"FDIC" by Alpha Photo is licensed under CC BY-NC 2.0
Bad ideas never seem to die. Instead, they keep being resurrected and act as if they take on a life of their own. So it should be to no one’s surprise then, that raising deposit insurance is back on the table once more in the House. The Main Street Depositor Protection Act is calling for noninterest bearing accounts to be covered up to $5 million—improving from its absurdly high initial proposal amount of $10 million last fall— yet still poorly merited when the facts surrounding the deposit insurance system are taken into consideration.
Another proposed bill related to the current deposit insurance issue would have the Federal Deposit Insurance Corporation conduct a study and determine an adequate level of deposit insurance protection. GOP lawmakers should be aware of the poison pill embedded in the bill, which states that while the FDIC is granted the power to determine the deposit insurance limit, the new limit cannot be undone by the FDIC, and can only be altered by legislation from congress. This type of lawmaking is arbitrary and serves to enrich the beneficiaries of deposit insurance raises at everyone else’s expense. The bill’s proponents accept agency rulemaking’s discretion to enact rules that will markedly increase the government’s footprint in the financial sector, but do not endorse the same method for repeal or downward adjustment, and reserve that power instead to the federal government who will likely never touch the issue once brought to life.

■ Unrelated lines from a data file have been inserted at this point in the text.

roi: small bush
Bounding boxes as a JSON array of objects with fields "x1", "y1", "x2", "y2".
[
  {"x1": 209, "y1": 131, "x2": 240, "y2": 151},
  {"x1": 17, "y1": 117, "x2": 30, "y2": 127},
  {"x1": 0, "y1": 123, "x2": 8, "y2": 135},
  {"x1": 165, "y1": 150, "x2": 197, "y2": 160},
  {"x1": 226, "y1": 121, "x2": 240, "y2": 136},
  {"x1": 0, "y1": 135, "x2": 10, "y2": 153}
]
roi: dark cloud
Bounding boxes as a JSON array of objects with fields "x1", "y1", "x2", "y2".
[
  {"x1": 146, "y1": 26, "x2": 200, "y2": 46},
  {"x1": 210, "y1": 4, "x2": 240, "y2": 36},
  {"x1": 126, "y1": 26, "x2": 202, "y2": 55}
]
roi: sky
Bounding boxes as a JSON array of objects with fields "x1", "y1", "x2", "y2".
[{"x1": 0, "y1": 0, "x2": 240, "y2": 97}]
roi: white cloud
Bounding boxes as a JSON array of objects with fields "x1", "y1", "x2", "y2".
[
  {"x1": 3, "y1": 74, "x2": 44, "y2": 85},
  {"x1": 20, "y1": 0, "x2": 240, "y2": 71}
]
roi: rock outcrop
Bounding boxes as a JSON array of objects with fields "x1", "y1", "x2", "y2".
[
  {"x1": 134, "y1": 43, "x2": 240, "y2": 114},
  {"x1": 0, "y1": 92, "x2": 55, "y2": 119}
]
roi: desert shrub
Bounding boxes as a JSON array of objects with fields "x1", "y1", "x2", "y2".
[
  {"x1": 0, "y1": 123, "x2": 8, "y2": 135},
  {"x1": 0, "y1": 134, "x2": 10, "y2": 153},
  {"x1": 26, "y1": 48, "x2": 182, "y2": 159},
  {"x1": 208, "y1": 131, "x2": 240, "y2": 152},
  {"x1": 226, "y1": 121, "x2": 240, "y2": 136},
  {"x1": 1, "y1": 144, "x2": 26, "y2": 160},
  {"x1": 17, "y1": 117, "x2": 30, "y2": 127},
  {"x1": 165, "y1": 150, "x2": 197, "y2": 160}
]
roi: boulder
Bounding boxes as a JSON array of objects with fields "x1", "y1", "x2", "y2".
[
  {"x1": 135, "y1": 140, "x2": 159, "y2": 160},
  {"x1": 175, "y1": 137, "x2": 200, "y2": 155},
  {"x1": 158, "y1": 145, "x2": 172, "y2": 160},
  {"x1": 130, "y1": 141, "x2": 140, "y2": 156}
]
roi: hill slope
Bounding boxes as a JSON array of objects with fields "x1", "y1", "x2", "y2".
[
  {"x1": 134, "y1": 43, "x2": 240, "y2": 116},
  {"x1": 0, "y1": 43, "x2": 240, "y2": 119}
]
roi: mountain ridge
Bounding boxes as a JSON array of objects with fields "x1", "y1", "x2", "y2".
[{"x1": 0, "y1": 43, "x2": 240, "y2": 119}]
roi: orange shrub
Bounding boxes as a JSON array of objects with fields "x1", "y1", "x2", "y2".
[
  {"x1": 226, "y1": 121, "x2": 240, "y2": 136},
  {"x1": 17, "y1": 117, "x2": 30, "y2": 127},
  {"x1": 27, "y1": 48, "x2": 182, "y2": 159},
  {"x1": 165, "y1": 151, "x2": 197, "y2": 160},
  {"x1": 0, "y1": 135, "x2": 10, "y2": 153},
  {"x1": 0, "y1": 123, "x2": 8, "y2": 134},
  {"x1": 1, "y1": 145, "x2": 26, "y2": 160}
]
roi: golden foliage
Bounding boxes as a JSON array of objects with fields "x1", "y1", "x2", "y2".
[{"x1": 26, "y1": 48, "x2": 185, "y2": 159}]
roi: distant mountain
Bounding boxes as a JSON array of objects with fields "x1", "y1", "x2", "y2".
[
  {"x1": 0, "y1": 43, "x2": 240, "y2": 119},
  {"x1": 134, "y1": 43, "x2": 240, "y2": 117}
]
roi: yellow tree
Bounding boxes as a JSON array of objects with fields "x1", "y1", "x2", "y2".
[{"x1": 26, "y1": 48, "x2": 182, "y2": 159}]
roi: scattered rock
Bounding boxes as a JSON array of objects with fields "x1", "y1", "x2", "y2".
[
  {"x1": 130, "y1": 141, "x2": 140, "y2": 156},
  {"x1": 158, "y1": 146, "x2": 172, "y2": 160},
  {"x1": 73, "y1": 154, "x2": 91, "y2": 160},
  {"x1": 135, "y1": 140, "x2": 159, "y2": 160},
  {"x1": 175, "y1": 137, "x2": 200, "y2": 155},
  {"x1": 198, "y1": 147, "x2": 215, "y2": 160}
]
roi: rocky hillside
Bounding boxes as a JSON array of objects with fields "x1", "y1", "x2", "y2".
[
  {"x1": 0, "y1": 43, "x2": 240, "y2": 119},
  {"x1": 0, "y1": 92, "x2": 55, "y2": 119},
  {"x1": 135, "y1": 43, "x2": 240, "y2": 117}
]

Consider that 99% of accounts in the United States are already covered under the existing deposit insurance limit. Or the fact that the United States already has the highest deposit insurance limit in the world. Most other developed countries only cover up to the equivalent of $100,000 worth in their currency. Not to mention, the FDIC admits in its own report that most uninsured depositors never incur any losses, and only six percent of depositors who have balances above the deposit insurance limit actually end up being fully compensated. This is because a failed bank’s assets are used to pay for remaining excess balances not covered under the existing limit. In any case, the current bank resolution framework allows for a bank’s assets to be auctioned off and compensate former depositors almost always in entirety, and with certainty for those holding less than $250,000.
Deposit insurance has already been raised multiple times in the past. In 1980, it was raised to $100,000. That decade created unprecedented moral hazard that led to savings and loan institutions to fail in large numbers due to the excess risk-taking encouraged by the heightened insurance limit. Criticism of excess deposit insurance is also accepted by mainstream economists. Researchers at the International Monetary Fund and World Bank conclude that deposit insurance greater than 2x the GDP per capita of a country creates moral hazard. By that standard, the deposit insurance limit should be closer to $160,000 and our current coverage is already excessive.
When it comes to financial stability, there is a misconception held by policymakers that raising deposit insurance will help prevent bank runs before they begin. But this is not true at all. Deposit insurance is an ex post facto tool used to shield consumers in the event of bank insolvency. It is not a remedy for structural weaknesses that banks face in the moments leading up to their demise.
Regardless of whether deposit insurance would be raised to $5 million or is determined by the FDIC, both policies would create more of the very risk that precipitated the global financial crisis and the savings and loans crisis of the 1980s. Lawmakers should be mindful of history and attuned to the incentives they create when they expand government guarantees, which are sure to be a recipe for eventual disaster that get passed on to the taxpayer. Americans for Tax Reform opposes measures to further raise existing deposit insurance limits.